Diversification Opportunities for CTS and Fenbo Holdings
-0.65 | Correlation Coefficient |
Excellent diversification
The 3 months correlation between CTS and Fenbo is -0.65. Overlapping area represents the amount of risk that can be diversified away by holding CTS Corp. and Fenbo Holdings Limited in the same portfolio, assuming nothing else is changed. The correlation between historical prices or returns on Fenbo Holdings and CTS is a relative statistical measure of the degree to which these equity instruments tend to move together. The correlation coefficient measures the extent to which returns on CTS Corporation are associated (or correlated) with Fenbo Holdings. Values of the correlation coefficient range from -1 to +1, where. The correlation of zero (0) is possible when the price movement of Fenbo Holdings has no effect on the direction of CTS i.e., CTS and Fenbo Holdings go up and down completely randomly.
Pair Corralation between CTS and Fenbo Holdings
Considering the 90-day investment horizon CTS Corporation is expected to under-perform the Fenbo Holdings. But the stock apears to be less risky and, when comparing its historical volatility, CTS Corporation is 7.66 times less risky than Fenbo Holdings. The stock trades about -0.28 of its potential returns per unit of risk. The Fenbo Holdings Limited is currently generating about 0.12 of returns per unit of risk over similar time horizon. If you would invest 149.00 in Fenbo Holdings Limited on October 11, 2024 and sell it today you would earn a total of 26.00 from holding Fenbo Holdings Limited or generate 17.45% return on investment over 90 days.

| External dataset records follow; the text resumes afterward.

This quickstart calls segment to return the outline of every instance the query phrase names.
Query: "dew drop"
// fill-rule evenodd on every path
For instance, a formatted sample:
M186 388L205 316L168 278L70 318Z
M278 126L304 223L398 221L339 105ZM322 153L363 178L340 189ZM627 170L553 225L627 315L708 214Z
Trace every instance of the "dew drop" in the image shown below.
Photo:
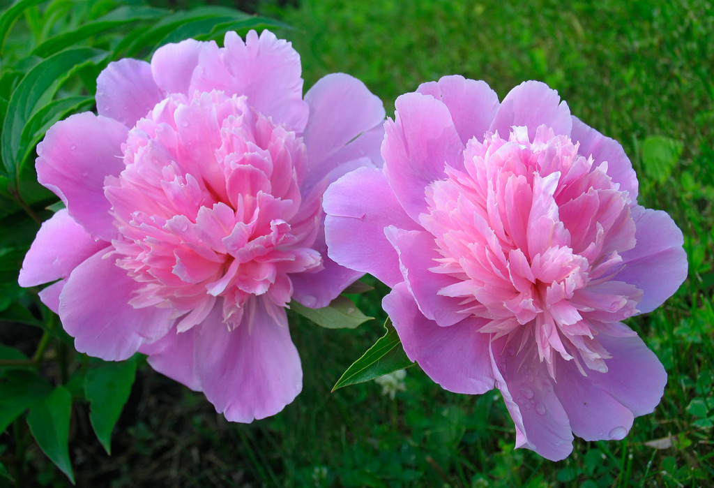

Time Period | 3 Months [change] |
Direction | Moves Against |
Strength | Weak |
Accuracy | 100.0% |
Values | Daily Returns |
CTS Corp. vs. Fenbo Holdings Limited
Performance |
Timeline |
CTS Corporation |
Fenbo Holdings |
CTS and Fenbo Holdings Volatility Contrast
Predicted Return Density |
Returns |
Pair Trading with CTS and Fenbo Holdings
The main advantage of trading using opposite CTS and Fenbo Holdings positions is that it hedges away some unsystematic risk. Because of two separate transactions, even if CTS position performs unexpectedly, Fenbo Holdings can make up some of the losses. Pair trading also minimizes risk from directional movements in the market. For example, if an entire industry or sector drops because of unexpected headlines, the short position in Fenbo Holdings will offset losses from the drop in Fenbo Holdings' long position.The idea behind CTS Corporation and Fenbo Holdings Limited pairs trading is to make the combined position market-neutral, meaning the overall market's direction will not affect its win or loss (or potential downside or upside). This can be achieved by designing a pairs trade with two highly correlated stocks or equities that operate in a similar space or sector, making it possible to obtain profits through simple and relatively low-risk investment.Fenbo Holdings vs. IPG Photonics | Fenbo Holdings vs. CTS Corporation | Fenbo Holdings vs. Mangazeya Mining | Fenbo Holdings vs. Hunter Creek Mining |
Check out your portfolio center.Note that this page's information should be used as a complementary analysis to find the right mix of equity instruments to add to your existing portfolios or create a brand new portfolio. You can also try the Instant Ratings module to determine any equity ratings based on digital recommendations. Macroaxis instant equity ratings are based on combination of fundamental analysis and risk-adjusted market performance.